Tuesday, September 30, 2008

My Timing Is Impeccable

So my parent’s visit is in week two, and we’re having a great time.

It’s weird when my parents visit. Mostly because I never quite realize how much I’ve missed them until they actually get here. It usually follows the same pattern. I look forward to seeing them, then start to freak out about what I’m going to do with them for two whole weeks…then they arrive, we have a lot of fun, and they seem to leave way too soon.

Yeah… your parents visiting from out of state or from another town is one thing. When they’ve flown over 3000 miles to visit, you kinda feel obligated to make the trip something special.

The problem is I don’t live in a tourist resort, so there’s only so much you can do…there’s not a lot of sight-seeing opportunities in Easley.

The second thing to mention is that I quit smoking yesterday. The experience so far has been…odd.

The last time I managed to quit smoking for a while I tried all kinds of quitting aids with little success. The gum tasted so bad I couldn’t stand it. The lozenges didn’t really help (and left the back of my throat feeling like I’d just smoked an entire carton in five minutes)…and the patch was just constant reminder that I wasn’t smoking.

This time I’m using the inhalator. It’s basically a little plastic tube that takes nicotine cartridges, and you draw on it just like you would a regular cigarette. Of course, it’s nothing like actually smoking. I think I’d have to use five at once for over an hour to get the same effect as just walking past someone who has a lit cigarette. The good thing is that it helps an awful lot with the habit side of the addiction.

Basically, a large part of getting over smoking is getting past the habit and ‘ritual’. As using the inhalator is extremely similar to smoking an actual cigarette, it really helps.

It really is weird though. After just a day without smoking, the ‘reflex’ is still there. I know from last time I tried to quit that after about a week, while you still crave, your brain has got the idea, and you don’t find yourself automatically reaching for a cigarette out of habit alone

The absolute hardest part, though, is the cravings. One minute I’m sitting on my couch thinking “This is easy! I don’t even feel like smoking! What’s all the fuss about? I should have quit years ago.”

Two minutes later I’d willingly swap both arms and legs for a three week old cigarette butt.

I think the key to quitting smoking is just getting your head around the fact that the cravings go away on their own after a few minutes. It’s understanding that it’s not actually difficult all the time… It’s just that five or ten minutes every hour or so when the craving’s kick in.

Anyway, wish me luck.

2 comments:

MC Etcher said...

By quitting while your parents are still there, aren't you risking getting really irritable at the worst possible time?

Michael Hoskins said...

I'd never gotten the irritability part from quitting. I quit sometime towards the beginning of this year. What I found happening was the habit part of my brain kept trying to put me into a situation wherein I'd trigger my adrenal response (confrontation, fear, etc).

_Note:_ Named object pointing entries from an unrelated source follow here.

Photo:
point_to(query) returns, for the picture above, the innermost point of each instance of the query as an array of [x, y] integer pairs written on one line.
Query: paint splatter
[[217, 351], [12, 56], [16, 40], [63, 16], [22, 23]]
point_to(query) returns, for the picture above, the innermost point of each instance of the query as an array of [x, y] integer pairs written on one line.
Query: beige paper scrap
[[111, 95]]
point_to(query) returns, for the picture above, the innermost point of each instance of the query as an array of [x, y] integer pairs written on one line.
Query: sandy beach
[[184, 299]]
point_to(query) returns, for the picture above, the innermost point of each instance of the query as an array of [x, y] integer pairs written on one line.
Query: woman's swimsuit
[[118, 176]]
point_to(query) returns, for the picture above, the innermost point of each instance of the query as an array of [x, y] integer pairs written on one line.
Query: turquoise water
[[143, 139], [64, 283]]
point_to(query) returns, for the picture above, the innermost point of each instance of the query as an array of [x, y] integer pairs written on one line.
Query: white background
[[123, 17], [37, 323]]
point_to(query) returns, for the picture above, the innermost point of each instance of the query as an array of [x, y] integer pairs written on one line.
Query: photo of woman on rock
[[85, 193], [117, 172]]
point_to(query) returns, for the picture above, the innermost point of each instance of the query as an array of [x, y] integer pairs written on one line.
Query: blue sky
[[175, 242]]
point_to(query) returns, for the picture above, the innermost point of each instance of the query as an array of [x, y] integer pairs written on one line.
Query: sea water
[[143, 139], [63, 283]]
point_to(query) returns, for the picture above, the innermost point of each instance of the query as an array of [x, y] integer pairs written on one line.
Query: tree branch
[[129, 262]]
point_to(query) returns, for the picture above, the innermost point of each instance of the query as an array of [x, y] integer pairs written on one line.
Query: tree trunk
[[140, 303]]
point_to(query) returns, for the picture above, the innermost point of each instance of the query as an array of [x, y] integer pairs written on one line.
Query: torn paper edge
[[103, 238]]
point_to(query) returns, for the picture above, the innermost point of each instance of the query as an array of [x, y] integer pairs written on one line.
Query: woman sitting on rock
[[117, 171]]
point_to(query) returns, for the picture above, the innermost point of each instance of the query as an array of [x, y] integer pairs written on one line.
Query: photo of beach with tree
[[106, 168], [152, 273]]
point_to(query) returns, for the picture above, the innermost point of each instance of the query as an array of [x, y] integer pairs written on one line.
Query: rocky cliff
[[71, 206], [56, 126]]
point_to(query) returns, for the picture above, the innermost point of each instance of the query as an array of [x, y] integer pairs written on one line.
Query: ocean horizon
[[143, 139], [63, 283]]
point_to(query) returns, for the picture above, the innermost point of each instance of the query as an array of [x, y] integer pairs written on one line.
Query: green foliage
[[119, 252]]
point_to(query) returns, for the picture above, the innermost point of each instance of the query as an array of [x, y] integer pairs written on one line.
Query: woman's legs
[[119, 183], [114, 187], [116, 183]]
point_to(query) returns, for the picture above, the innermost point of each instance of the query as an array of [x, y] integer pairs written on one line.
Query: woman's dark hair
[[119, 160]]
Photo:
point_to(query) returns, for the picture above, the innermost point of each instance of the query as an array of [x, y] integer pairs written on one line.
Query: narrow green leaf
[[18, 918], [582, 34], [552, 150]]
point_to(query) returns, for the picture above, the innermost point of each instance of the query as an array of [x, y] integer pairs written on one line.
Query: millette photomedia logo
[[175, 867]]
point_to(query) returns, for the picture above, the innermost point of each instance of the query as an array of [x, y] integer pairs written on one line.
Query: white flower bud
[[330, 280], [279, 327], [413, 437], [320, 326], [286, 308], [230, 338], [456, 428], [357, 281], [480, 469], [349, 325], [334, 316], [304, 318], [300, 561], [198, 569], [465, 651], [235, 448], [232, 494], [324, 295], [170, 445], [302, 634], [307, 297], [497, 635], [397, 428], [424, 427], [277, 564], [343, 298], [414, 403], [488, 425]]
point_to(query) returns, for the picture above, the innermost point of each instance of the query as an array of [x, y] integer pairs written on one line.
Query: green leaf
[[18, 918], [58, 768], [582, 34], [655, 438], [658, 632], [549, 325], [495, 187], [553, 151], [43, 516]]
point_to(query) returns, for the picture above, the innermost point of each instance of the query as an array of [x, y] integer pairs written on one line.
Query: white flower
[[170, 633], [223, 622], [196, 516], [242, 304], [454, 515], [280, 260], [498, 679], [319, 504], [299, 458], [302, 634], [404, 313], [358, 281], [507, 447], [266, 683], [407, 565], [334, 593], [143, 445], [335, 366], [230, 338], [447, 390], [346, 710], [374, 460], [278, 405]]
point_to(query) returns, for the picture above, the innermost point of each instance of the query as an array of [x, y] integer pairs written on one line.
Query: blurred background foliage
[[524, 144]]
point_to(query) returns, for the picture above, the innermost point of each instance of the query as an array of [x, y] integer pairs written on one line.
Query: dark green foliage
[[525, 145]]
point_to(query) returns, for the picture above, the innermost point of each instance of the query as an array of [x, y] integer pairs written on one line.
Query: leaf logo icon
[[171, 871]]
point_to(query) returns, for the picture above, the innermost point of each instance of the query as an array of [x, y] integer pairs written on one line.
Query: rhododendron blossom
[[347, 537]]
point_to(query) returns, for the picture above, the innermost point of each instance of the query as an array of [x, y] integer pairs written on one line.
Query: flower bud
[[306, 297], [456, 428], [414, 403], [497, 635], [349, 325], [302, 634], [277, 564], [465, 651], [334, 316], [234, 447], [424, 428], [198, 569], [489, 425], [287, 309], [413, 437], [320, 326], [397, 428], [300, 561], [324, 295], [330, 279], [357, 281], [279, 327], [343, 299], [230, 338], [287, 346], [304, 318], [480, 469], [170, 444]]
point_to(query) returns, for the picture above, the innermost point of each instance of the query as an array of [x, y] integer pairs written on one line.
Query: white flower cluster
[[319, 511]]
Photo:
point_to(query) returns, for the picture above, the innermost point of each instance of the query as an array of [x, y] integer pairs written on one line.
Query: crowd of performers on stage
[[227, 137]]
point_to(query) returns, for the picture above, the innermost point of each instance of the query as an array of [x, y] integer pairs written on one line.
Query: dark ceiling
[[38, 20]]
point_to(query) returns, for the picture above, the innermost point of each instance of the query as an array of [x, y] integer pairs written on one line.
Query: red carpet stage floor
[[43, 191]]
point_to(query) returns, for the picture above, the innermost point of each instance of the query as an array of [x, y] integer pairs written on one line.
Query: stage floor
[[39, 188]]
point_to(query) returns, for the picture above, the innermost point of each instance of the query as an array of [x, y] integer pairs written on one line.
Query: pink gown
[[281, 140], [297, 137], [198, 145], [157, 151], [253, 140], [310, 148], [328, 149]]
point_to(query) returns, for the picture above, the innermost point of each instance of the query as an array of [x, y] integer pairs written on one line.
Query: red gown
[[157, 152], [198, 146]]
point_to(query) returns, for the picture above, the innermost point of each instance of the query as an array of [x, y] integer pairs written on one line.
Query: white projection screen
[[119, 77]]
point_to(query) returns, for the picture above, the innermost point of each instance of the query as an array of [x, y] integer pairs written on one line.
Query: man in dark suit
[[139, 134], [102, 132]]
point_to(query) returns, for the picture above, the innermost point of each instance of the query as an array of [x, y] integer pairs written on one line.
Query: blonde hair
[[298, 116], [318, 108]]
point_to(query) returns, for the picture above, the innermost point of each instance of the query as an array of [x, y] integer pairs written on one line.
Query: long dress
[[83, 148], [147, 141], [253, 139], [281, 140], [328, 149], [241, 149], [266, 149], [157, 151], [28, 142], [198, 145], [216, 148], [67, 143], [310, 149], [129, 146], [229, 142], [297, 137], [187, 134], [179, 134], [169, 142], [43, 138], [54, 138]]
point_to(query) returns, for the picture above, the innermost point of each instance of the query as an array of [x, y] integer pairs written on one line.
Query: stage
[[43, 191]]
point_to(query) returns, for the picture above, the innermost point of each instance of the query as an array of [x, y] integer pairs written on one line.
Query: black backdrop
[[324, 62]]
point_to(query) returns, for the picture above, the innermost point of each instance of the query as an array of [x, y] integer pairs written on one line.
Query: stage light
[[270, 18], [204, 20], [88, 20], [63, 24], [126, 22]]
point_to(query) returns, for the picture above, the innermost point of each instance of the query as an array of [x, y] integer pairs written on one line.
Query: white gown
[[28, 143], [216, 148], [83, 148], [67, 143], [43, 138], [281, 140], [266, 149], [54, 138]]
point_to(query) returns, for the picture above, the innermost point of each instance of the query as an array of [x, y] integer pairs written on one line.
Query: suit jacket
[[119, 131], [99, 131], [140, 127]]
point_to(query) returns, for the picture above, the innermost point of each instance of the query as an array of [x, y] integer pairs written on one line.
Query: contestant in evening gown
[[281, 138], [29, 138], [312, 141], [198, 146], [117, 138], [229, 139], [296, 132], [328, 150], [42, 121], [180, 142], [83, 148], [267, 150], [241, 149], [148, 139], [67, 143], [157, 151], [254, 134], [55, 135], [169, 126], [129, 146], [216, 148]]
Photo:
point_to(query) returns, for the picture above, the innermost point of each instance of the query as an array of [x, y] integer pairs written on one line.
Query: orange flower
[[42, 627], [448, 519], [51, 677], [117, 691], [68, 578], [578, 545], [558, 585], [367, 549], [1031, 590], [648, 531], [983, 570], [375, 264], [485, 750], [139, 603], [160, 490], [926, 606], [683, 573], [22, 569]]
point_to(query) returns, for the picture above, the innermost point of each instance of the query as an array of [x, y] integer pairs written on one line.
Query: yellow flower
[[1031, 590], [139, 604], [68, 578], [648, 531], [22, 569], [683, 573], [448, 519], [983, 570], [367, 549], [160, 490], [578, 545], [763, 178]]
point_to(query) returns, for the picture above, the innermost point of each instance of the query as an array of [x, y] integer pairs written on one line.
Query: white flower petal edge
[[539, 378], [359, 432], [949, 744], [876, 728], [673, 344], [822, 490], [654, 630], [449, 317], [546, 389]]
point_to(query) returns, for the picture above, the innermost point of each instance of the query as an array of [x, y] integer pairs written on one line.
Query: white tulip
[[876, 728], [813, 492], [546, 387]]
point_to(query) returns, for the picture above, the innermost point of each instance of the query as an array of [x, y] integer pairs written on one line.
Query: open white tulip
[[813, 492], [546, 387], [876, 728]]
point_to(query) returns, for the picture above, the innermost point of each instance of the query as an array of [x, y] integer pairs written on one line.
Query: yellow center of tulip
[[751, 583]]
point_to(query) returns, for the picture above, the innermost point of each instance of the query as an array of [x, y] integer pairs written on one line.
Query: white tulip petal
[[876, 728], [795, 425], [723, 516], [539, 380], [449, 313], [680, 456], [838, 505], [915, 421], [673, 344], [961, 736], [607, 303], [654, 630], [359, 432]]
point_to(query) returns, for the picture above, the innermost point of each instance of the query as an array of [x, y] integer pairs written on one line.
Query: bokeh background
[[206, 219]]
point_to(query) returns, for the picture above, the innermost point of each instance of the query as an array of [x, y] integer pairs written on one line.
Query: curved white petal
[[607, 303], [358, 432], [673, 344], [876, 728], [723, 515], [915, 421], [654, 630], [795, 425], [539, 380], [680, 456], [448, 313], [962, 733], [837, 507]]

What helped me most, though, was feeling every part of my body begin to shed the poison that I'd been giving it for years. I could feel my circulation improve, my lungs expel the coating that constantly stayed in them, and I could smell everything. Tastes were much more significant as well. Basically, I had to make myself realize that by even backsliding by one cigarette, I'd destroy all the hard work I'd just done and all the wonderful things I'd let myself miss out on. By about a month later, I really had no desire whatsoever for the taste of a cigarette. The smell still doesn't bother me, though, and doesn't trigger a craving. Every once in a while, I'll have a random desire for a puff, but it quickly passes. Your mileage may vary, of course.

Congratulations on making the first step, Paulius. I wish you the best of luck. Just make sure you're doing it for yourself.

On a side note, I had an MRI done of my torso (kidney-related), and they found a 1cm-sized "medically insignificant" something in my lower left lung. I shudder to think what it could have become in a few more years of smoking.